Actually I think it's unfair to call Maemo a weird unsupported thing. It didn't seem that far from bone stock desktop Linux.
I wouldn't say it's a "weird Linux as it's mostly Debian and it's fully rebuildable by the user from the open source scripts[1]. I would likewise love a phone that was just mainline Fedora, but given many of the current challenges around ARM devices with linux, I fully understand why a "custom-built" OS is needed. As long as it's as light-weight as possible and is open source/rebuildable by the user, I think it's a good compromise given the realities around the platform.

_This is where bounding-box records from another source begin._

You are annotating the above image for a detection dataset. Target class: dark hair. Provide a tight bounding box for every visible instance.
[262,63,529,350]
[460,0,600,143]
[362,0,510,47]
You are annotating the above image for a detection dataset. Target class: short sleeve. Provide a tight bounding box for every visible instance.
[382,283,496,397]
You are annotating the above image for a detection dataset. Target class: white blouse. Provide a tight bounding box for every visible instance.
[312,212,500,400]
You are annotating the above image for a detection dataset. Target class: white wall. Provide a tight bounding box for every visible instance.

Maemo was "mostly Debian" as well, it was one of the big selling points. Except Maemo was quickly abandoned by Nokia and left unmaintained. To further complicate matters Maemo required arcane tools to build it and install it to a device. Custom community kernels quickly became standard for enabling basic functionality which Nokia should have provided, but, didn't. However, the custom kernels were also frequently left unpatched and abandoned because they were being built and maintained by random internet users who found other hobbies.

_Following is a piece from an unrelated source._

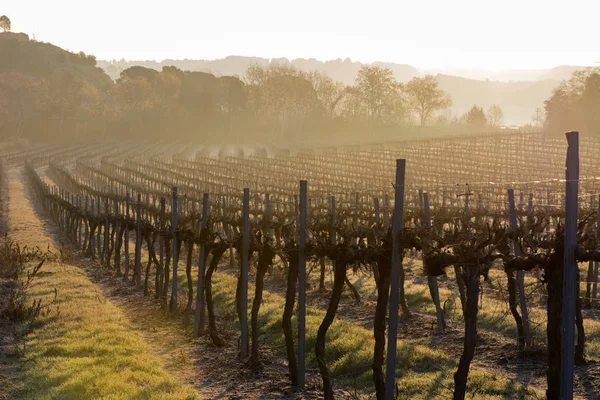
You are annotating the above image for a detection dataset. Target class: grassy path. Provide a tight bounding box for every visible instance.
[9,173,199,399]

I think the idea is awesome and I am excited if not skeptical. I hope Furi manages to build a healthy community around this. And doesn't go the path of so many previous Linux phones.
SFOS is somewhat getting where Harmattan was before Nokia imploded. It's already better in some ways.
https://github.com/FuriLabs/issue-tracker/issues
I think it's fair to say that whoever buys this is in for a bumpy ride. I mean, that is to be expected, however, I think they should be more honest about the current state, like for instance PostmarketOS does at https://postmarketos.org/state/
If SMS doesn't work, I have serious concerns about everything else...
Whenever I've tried to find a touch-optimized Linux shell, I've come up short. As has been discussed on this forum in the past, most of the attempts are understaffed side projects that have thousands of manhours of work ahead of them.
I'd like to know what shell FuriOS is based on, and what they're doing to make it usable. Even a demo video would go a long way!
As someone unfamiliar with Furilabs, it wouldn't occur to me to go looking for a dev blog to see if you've written anything about the shell. I feel like that's information you'd want to link from the marketing page (even if the details are on your blog).
Fair enough! Noted.
Maybe one day I'll take a stab at fixing their package.
It's on HN here:
Fast, Good, and Cheap. Performant is just a synonym for fast. Is it any good?
Also call me a miser, but $499 is not "cheap". I recently bought a new Nokia G42 with the same camera and storage for <€150
To get under €150, you need volume and bundling.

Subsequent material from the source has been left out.